The older folks smile when I pose this question and say, “Well, it’s not for adults, it’s for children…” as if somehow that makes a difference and fixes the problem. But it doesn’t. When did this holiday become all about presents…piles and piles of them, and composing a wish list of things you would like to receive?
I’m a boomer, so I don’t remember a time when Christmas was simpler. I remember the anticipation of getting up as early as my eyes would open on Christmas morning to race down the stairs and see what presents awaited me. I remember praying for snow because it just wouldn’t be Christmas without snow. And I remember Christmas trees over the years, all shapes and sizes of them. There were fragile glass ornaments, and icicles that had to be applied “just so” to get the desired effect (somehow that lost its appeal after the cat or the baby pulled the tree over for the third time, though). I remember electric candles in the windows, and listening to Christmas music on the stereo (back when we used LP’s and records instead of tapes and CD’s)
After celebrating thirty Christmases as a mother, I have a lot of memories there, too. And now I’m a grandmother and thinking about what kind of memories my kids and grandkids will have. We have had times where we baked cookies and made fudge, we’ve tried our hands at making ornaments once or twice, and stringing popcorn and cranberries for the tree a time or two. The kids have performed in children’s choirs and Christmas pageants where I spent days sewing costumes and gluing gold lame onto coat hanger wire wings so they could be angels. And I wonder for what purpose??

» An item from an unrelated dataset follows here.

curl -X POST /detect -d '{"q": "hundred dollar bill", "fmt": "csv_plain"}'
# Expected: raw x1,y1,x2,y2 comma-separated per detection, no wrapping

My parents grew up relatively poor. Dad tells me about the foil they would forage from used cigarette packs as kids and wrap the seed balls from the sycamore tree to make silver balls to hang on the tree. Christmas wasn’t about a pile of presents when he was a kid. But his generation grew up and became parents after World War II. They had more money than their parents had, and when the kids came along, they wanted them to have “more” than they had as kids. And Madison Avenue’s advertising geniuses were right there to make sure that happened. The catalogs cranked out a Christmas toy special that was pored over from the time it arrived until Christmas. Crayons kept busy circling the things we wanted. And then came commercials on TV to tell us about the most exciting toys that were just coming out in time for Christmas, and we HAD to have them.
Somehow that legacy of giving our kids more than we had seems to have snowballed into this MESS that we’re in today where we spend money we can’t afford to spend (debt) to give gifts to people who don’t need them. We blindly spend too much in an effort to create some sort of “magic” or a Hallmark moment where we can freeze frame that instant and savor it for years to come. And it doesn’t happen. It can’t. Ask the emergency personnel and the ER workers what Christmas means: it means depression, domestic violence, suicide attempts, and drunk driving. That isn’t the Christmas spirit!
And do we really want our kids to grow up believing that Christmas is all about THEM, and about all the stuff they can accumulate? Seems to me we’ve lost sight of what it was supposed to mean, and now we are swirling in a haze of Christmas junk. What’s it gonna take to bring this thing to a screeching halt and stop the madness??